While the proposals viewed by Business News do not include the last working area of Bunbury’s long-standing outer harbour, the port’s governing authority recognises the public desire to shift from the last remaining elements of the original port between Point Casuarina and Point McKenna, which has become isolated from new inner harbour created in the 1960s.

“There is lot’s a pressure from the community to vacate the outer harbour,” Southern Ports Authority CEO Nicolas Fertin told Business News during a recent tour of the Bunbury facility.

“They want us to finish what was started 50 years ago.”

Not only is a Hillarys-type marina envisaged, security around the harbour means access to a once-popular surfing area has been difficult for the past decade.

However, leaving the peninsula for good is not that simple.

The outer harbour still plays an important part in the area’s transport mix, notably home to several methanol tanks serving the region’s wood laminating sector as well as other ad hoc uses, including a home for the Port of Bunbury’s tug boats.

“Relocating trade is, typically, not a very attractive commercial proposition,” Mr Fertin said.

Fortunately, the port authority has a plan, which may prove the ultimate trade in goodwill between it and Bunbury’s burgeoning residential population.

Southern Ports will be seeking community support for a major expansion of the inner harbour, which will provide for a more than doubling of the existing port capacity if approved.

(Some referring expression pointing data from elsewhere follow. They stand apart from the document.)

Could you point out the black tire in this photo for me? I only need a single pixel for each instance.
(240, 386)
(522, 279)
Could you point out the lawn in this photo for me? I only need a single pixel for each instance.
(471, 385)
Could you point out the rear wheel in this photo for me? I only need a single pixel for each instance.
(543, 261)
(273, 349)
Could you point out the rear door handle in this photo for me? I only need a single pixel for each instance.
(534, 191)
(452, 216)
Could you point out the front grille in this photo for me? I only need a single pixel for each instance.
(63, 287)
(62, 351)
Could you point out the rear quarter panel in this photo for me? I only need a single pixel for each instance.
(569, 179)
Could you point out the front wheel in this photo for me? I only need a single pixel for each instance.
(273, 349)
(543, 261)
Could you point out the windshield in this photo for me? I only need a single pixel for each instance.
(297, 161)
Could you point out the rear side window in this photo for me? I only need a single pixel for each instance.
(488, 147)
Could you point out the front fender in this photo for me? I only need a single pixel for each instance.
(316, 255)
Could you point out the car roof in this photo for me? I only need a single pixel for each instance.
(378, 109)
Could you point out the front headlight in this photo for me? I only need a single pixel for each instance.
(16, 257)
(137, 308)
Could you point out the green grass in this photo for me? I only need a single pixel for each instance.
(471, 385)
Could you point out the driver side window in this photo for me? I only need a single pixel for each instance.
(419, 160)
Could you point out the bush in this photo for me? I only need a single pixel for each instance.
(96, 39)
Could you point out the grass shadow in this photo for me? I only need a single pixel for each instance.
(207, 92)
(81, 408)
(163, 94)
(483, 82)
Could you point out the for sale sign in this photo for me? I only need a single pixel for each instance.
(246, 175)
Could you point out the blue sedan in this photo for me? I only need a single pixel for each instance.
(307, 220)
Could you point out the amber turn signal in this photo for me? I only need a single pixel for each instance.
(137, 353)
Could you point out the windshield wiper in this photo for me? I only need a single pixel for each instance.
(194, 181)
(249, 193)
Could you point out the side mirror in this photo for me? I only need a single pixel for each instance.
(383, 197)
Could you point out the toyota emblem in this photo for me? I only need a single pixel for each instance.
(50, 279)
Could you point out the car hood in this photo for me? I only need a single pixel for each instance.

It is set to embark on the next phase of an approvals process for a $300 million expansion project, which would bring the inner harbour basin nearly a kilometre further into a massive 350-hectare area of swampland, creating capacity for up to eight new berths on top of the five currently capable of taking Panamax-size ships.

A river (which has been realigned twice in the past) would be rerouted to accommodate the changes, which, despite their scale, would still leave the port’s operations well away from residential areas or other conflicts of land use.

Mr Fertin, an experienced land transport and port logistics executive who took the helm at the newly created Southern Ports early this year, said Bunbury was fortunate to have benefited from great foresight in past planning for the harbour.

“When I arrived here I was surprised and very pleased with the boundaries and corridors that were planned long ago,” he said.

Bunbury is one of the state’s most diversified ports, a strength Mr Fertin believes has helped insulate the local economy from more volatile economic cycles and ensured the constant growth that now makes the next expansion logical.

The biggest port users are Alcoa of Australia and South32’s Worsley operation, which import caustic soda and export alumina. Others include woodchip exporters such as WA Plantation Resources and US agribusiness group Bunge, which recently returned grain handling to Bunbury after a 36-year absence.

Mr Fertin points to the Bunge operations, which share a berth with WA Plantation Resources, as the kind of complementary use that has opened the wharf up to other similar commodity exports in an operation run by QUBE Holdings. It is this kind of sharing that will provide the demand for expansion, as there are rarely new single users that have the throughput needed to monopolise a berth.

“With ports it is always a step change,” Mr Fertin said.

“If you don’t provide step change you don’t get the trade.”

In order to overcome this barrier, the port authority is currently trying to muster interest from existing or potential exporters in the region, hoping to attract their interest in shipping out of Bunbury by reducing the land journey currently required.

That includes the possibility of a container port to assist specialist exporters such as those with refrigeration needs as well as businesses in the region looking to import.

Mr Fertin noted that Bunbury may offer exporters the possibility of smaller, more frequent ships which can travel direct to shallow water ports in the region, allowing more direct access to markets and saving time and cost due to transfers required when bigger vessels were used.